Disease on Wings (and a Side-Order of Fries)
I am not going to talk about football. That would be far too topical. Football is a rather bad example, actually, as I'm not likely to discuss it, topical or otherwise. No, I am going to talk about pigeons.
It all started when the one known as Veins and I decided that we were hungry. Making Ben uncomfortable by attempting to follow him to Hughenden (where he was reported to be meeting a friend of the female persuasion*) is tiring and hunger-inducing work. So, the merry debate as to where to eat began. The final candidates for consideration were Kentucky Fried Fastfoods, or McFastfoods. As the former was closer to where we were at the time, we decided upon it, and made our way over. As we approached the establishment, I paused in my musings on the odds of finding a cyst in my meal** (which I decided were favourable because I was rather hungry) in order to partake in a cursory look into the "restaurant". My companion must have done the same, as we both immediately squealed in horror like the little girls that we are; there was a particularly ratty (and most indubitably heavily diseased) pigeon wandering around the foyer where the food is ordered and collected. Both the staff and the customers (and especially the staff) seemed entirely unconcerned by this event, as if a disgusting and particularly disease-ridden (honorary) rodent that is not only horrible but can also fly turning up in the foyer is a regular, if not daily occurrence and of no particular note. No attempt had been made to shoo it away or indeed do anything about its presence, and the worst thing was that there was nothing stopping it taking flight over the counter and into the nearest vat of fries.
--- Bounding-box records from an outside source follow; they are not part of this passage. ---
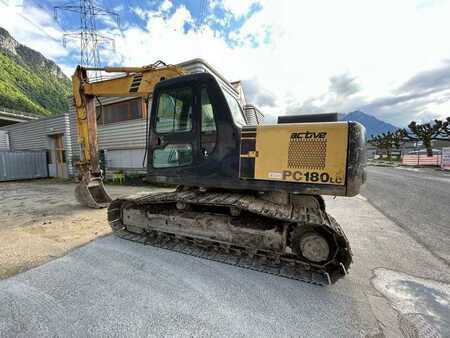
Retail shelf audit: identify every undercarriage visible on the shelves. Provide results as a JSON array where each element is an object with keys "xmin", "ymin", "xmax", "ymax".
[{"xmin": 108, "ymin": 188, "xmax": 352, "ymax": 285}]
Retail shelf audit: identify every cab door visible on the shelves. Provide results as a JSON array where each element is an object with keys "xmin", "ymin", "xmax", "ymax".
[{"xmin": 148, "ymin": 83, "xmax": 201, "ymax": 172}]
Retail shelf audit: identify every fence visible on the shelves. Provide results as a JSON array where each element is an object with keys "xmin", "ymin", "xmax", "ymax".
[{"xmin": 0, "ymin": 151, "xmax": 48, "ymax": 181}]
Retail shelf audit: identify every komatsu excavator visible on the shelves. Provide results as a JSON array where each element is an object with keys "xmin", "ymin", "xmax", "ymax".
[{"xmin": 72, "ymin": 62, "xmax": 365, "ymax": 285}]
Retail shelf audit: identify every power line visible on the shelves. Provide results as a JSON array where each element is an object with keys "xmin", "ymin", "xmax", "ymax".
[{"xmin": 54, "ymin": 0, "xmax": 119, "ymax": 67}]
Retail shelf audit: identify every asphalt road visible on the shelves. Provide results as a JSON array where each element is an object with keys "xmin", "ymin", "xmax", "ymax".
[{"xmin": 362, "ymin": 167, "xmax": 450, "ymax": 264}]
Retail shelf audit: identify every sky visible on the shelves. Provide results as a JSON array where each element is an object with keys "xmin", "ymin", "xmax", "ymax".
[{"xmin": 0, "ymin": 0, "xmax": 450, "ymax": 127}]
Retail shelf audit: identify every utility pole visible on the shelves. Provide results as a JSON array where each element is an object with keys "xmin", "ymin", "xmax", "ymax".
[{"xmin": 54, "ymin": 0, "xmax": 119, "ymax": 75}]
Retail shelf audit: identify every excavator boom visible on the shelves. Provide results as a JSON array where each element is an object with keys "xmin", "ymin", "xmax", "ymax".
[
  {"xmin": 73, "ymin": 62, "xmax": 365, "ymax": 284},
  {"xmin": 72, "ymin": 61, "xmax": 184, "ymax": 208}
]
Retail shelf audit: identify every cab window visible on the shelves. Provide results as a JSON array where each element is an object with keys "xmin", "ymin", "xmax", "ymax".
[
  {"xmin": 156, "ymin": 88, "xmax": 193, "ymax": 133},
  {"xmin": 200, "ymin": 87, "xmax": 216, "ymax": 158},
  {"xmin": 223, "ymin": 90, "xmax": 247, "ymax": 127}
]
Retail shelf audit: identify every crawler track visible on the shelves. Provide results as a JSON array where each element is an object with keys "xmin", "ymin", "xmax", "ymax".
[{"xmin": 108, "ymin": 191, "xmax": 352, "ymax": 285}]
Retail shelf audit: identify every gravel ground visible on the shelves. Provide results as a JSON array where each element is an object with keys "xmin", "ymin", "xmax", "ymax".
[
  {"xmin": 0, "ymin": 178, "xmax": 450, "ymax": 337},
  {"xmin": 0, "ymin": 180, "xmax": 169, "ymax": 279}
]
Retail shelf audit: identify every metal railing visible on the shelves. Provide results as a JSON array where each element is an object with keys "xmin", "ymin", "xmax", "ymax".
[{"xmin": 0, "ymin": 107, "xmax": 42, "ymax": 120}]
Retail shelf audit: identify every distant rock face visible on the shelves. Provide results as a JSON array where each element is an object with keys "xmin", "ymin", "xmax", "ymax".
[
  {"xmin": 0, "ymin": 27, "xmax": 71, "ymax": 115},
  {"xmin": 0, "ymin": 27, "xmax": 19, "ymax": 55},
  {"xmin": 339, "ymin": 110, "xmax": 399, "ymax": 138},
  {"xmin": 0, "ymin": 27, "xmax": 70, "ymax": 81}
]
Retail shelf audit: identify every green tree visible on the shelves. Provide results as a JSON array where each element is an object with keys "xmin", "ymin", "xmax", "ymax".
[
  {"xmin": 404, "ymin": 117, "xmax": 450, "ymax": 156},
  {"xmin": 368, "ymin": 129, "xmax": 406, "ymax": 160}
]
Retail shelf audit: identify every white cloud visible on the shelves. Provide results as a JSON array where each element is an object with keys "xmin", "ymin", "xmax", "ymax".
[
  {"xmin": 1, "ymin": 0, "xmax": 450, "ymax": 125},
  {"xmin": 222, "ymin": 0, "xmax": 258, "ymax": 17},
  {"xmin": 161, "ymin": 0, "xmax": 173, "ymax": 12}
]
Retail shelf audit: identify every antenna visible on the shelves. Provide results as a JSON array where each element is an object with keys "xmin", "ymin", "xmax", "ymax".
[{"xmin": 54, "ymin": 0, "xmax": 119, "ymax": 73}]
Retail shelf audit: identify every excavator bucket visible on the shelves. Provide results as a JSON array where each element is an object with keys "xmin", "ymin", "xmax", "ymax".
[{"xmin": 75, "ymin": 180, "xmax": 112, "ymax": 209}]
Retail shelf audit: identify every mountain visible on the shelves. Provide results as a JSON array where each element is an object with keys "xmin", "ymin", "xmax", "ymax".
[
  {"xmin": 339, "ymin": 110, "xmax": 399, "ymax": 138},
  {"xmin": 0, "ymin": 27, "xmax": 71, "ymax": 116}
]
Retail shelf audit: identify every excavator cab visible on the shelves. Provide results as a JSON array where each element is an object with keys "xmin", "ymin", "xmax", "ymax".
[
  {"xmin": 73, "ymin": 63, "xmax": 365, "ymax": 284},
  {"xmin": 147, "ymin": 73, "xmax": 365, "ymax": 196},
  {"xmin": 147, "ymin": 73, "xmax": 246, "ymax": 186}
]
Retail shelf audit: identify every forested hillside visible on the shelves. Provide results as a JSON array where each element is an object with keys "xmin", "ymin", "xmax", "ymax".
[{"xmin": 0, "ymin": 27, "xmax": 71, "ymax": 116}]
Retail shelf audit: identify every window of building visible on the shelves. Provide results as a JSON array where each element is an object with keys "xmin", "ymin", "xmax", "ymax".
[{"xmin": 97, "ymin": 98, "xmax": 143, "ymax": 125}]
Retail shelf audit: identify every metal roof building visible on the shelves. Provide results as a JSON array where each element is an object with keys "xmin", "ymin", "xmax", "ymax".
[{"xmin": 0, "ymin": 59, "xmax": 262, "ymax": 177}]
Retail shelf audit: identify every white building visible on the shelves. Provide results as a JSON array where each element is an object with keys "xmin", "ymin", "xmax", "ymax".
[{"xmin": 0, "ymin": 59, "xmax": 262, "ymax": 177}]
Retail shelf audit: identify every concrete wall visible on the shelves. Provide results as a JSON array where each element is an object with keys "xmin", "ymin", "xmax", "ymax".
[
  {"xmin": 0, "ymin": 130, "xmax": 9, "ymax": 150},
  {"xmin": 2, "ymin": 114, "xmax": 73, "ymax": 176}
]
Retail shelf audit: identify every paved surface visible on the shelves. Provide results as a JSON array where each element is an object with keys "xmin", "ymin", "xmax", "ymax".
[
  {"xmin": 362, "ymin": 167, "xmax": 450, "ymax": 266},
  {"xmin": 0, "ymin": 184, "xmax": 450, "ymax": 337}
]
At this point, my imagination broke out of its cage and ran around my mind, tipping over furniture, drawing on the walls and generally terrorising the other occupants. Consequently, I could almost hear someone with a Spanish accent shouting, "Oh no! José, the livestock is escaping! How will we make our delicious burgers now?!" I am imagining a fellow called José, because I am sure that I was once served by a Spanish or Mexican guy in there, and as I do not know his real name, calling him José makes me happy. As for the other Spanish person, what's the point in having someone shouting "José" if it is not done in a Spanish accent?
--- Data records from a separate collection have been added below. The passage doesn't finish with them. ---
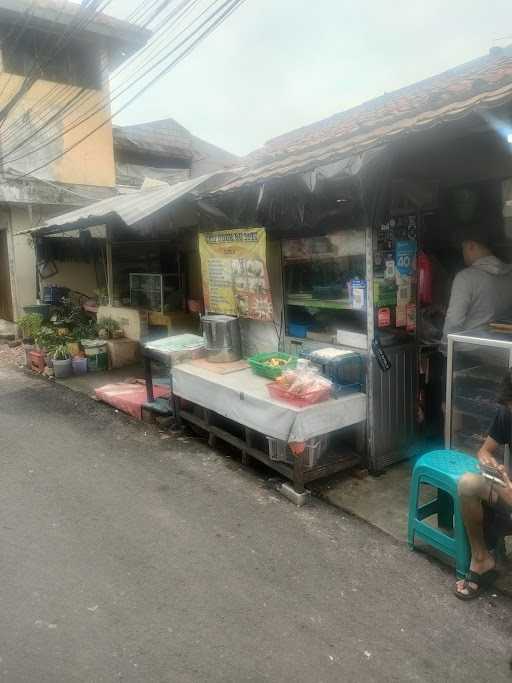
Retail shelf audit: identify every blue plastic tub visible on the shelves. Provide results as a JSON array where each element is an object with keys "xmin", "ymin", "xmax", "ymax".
[{"xmin": 288, "ymin": 323, "xmax": 309, "ymax": 339}]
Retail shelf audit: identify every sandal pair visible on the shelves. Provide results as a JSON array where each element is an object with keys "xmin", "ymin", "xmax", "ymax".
[{"xmin": 454, "ymin": 569, "xmax": 498, "ymax": 600}]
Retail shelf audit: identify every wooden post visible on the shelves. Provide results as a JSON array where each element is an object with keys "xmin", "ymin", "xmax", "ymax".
[{"xmin": 106, "ymin": 226, "xmax": 114, "ymax": 306}]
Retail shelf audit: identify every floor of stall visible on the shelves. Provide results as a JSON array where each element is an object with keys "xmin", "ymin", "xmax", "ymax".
[
  {"xmin": 57, "ymin": 365, "xmax": 144, "ymax": 396},
  {"xmin": 310, "ymin": 461, "xmax": 512, "ymax": 596},
  {"xmin": 52, "ymin": 365, "xmax": 512, "ymax": 596}
]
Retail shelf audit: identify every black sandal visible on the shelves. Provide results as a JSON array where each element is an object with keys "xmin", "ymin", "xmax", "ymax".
[{"xmin": 454, "ymin": 569, "xmax": 498, "ymax": 600}]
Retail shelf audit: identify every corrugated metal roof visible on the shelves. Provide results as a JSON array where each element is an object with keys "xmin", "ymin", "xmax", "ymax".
[
  {"xmin": 0, "ymin": 0, "xmax": 151, "ymax": 48},
  {"xmin": 218, "ymin": 48, "xmax": 512, "ymax": 192},
  {"xmin": 27, "ymin": 173, "xmax": 222, "ymax": 235},
  {"xmin": 113, "ymin": 119, "xmax": 193, "ymax": 161}
]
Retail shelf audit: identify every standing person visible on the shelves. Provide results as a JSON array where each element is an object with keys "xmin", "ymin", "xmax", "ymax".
[
  {"xmin": 443, "ymin": 227, "xmax": 512, "ymax": 342},
  {"xmin": 455, "ymin": 370, "xmax": 512, "ymax": 600}
]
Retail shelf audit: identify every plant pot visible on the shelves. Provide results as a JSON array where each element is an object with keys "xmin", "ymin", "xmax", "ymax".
[
  {"xmin": 23, "ymin": 304, "xmax": 50, "ymax": 321},
  {"xmin": 23, "ymin": 343, "xmax": 36, "ymax": 368},
  {"xmin": 71, "ymin": 356, "xmax": 87, "ymax": 375},
  {"xmin": 53, "ymin": 358, "xmax": 73, "ymax": 379},
  {"xmin": 68, "ymin": 342, "xmax": 80, "ymax": 358}
]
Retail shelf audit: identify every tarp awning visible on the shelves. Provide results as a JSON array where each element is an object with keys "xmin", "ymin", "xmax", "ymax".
[{"xmin": 27, "ymin": 173, "xmax": 217, "ymax": 236}]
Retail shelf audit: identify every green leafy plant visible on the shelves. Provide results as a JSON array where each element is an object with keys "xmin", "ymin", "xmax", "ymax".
[
  {"xmin": 94, "ymin": 287, "xmax": 108, "ymax": 306},
  {"xmin": 16, "ymin": 313, "xmax": 43, "ymax": 339},
  {"xmin": 98, "ymin": 318, "xmax": 121, "ymax": 339},
  {"xmin": 72, "ymin": 318, "xmax": 98, "ymax": 342},
  {"xmin": 52, "ymin": 344, "xmax": 71, "ymax": 360},
  {"xmin": 34, "ymin": 326, "xmax": 62, "ymax": 353}
]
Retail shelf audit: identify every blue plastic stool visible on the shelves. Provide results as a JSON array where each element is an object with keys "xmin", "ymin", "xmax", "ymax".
[{"xmin": 408, "ymin": 450, "xmax": 480, "ymax": 577}]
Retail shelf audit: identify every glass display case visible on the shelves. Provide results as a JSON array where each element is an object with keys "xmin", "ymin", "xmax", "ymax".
[
  {"xmin": 130, "ymin": 273, "xmax": 183, "ymax": 313},
  {"xmin": 445, "ymin": 329, "xmax": 512, "ymax": 455},
  {"xmin": 283, "ymin": 229, "xmax": 366, "ymax": 341}
]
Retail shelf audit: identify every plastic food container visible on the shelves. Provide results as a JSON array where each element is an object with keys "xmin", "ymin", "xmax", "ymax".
[
  {"xmin": 247, "ymin": 351, "xmax": 297, "ymax": 379},
  {"xmin": 267, "ymin": 434, "xmax": 329, "ymax": 468},
  {"xmin": 267, "ymin": 382, "xmax": 331, "ymax": 408}
]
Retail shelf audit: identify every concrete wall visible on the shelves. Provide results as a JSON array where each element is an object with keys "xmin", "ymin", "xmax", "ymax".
[
  {"xmin": 41, "ymin": 261, "xmax": 99, "ymax": 297},
  {"xmin": 9, "ymin": 207, "xmax": 37, "ymax": 318},
  {"xmin": 5, "ymin": 206, "xmax": 98, "ymax": 318},
  {"xmin": 0, "ymin": 72, "xmax": 116, "ymax": 187}
]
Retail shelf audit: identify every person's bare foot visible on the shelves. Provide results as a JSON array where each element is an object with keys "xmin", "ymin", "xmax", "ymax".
[{"xmin": 455, "ymin": 554, "xmax": 496, "ymax": 595}]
Anyway, after much loud assessing of the situation, and some gratuitous usage of the phrase "What the fuck," we departed and took our business to McFastfoods, who at least have the decency not to parade the live contents of their burgers by the door.
And now, suddenly, for no apparent reason, I am suffering from some sort of a terrifying Dèja Vú feedback loop. If I don't make it, tell Veins to get his filthy hands off my stereo.
-Thaddeus "B." Glands (The "B." stands for "Good Vibrations"!)
* One cannot be too sure of this, however, as when he offered to show me a photo of her he had in his wallet, he instead showed me a photo of himself.
** I've heard "stories", you see. Listening to these is probably a bad idea, but I refuse to pay any attention to this until someone tells it to me in "story" form.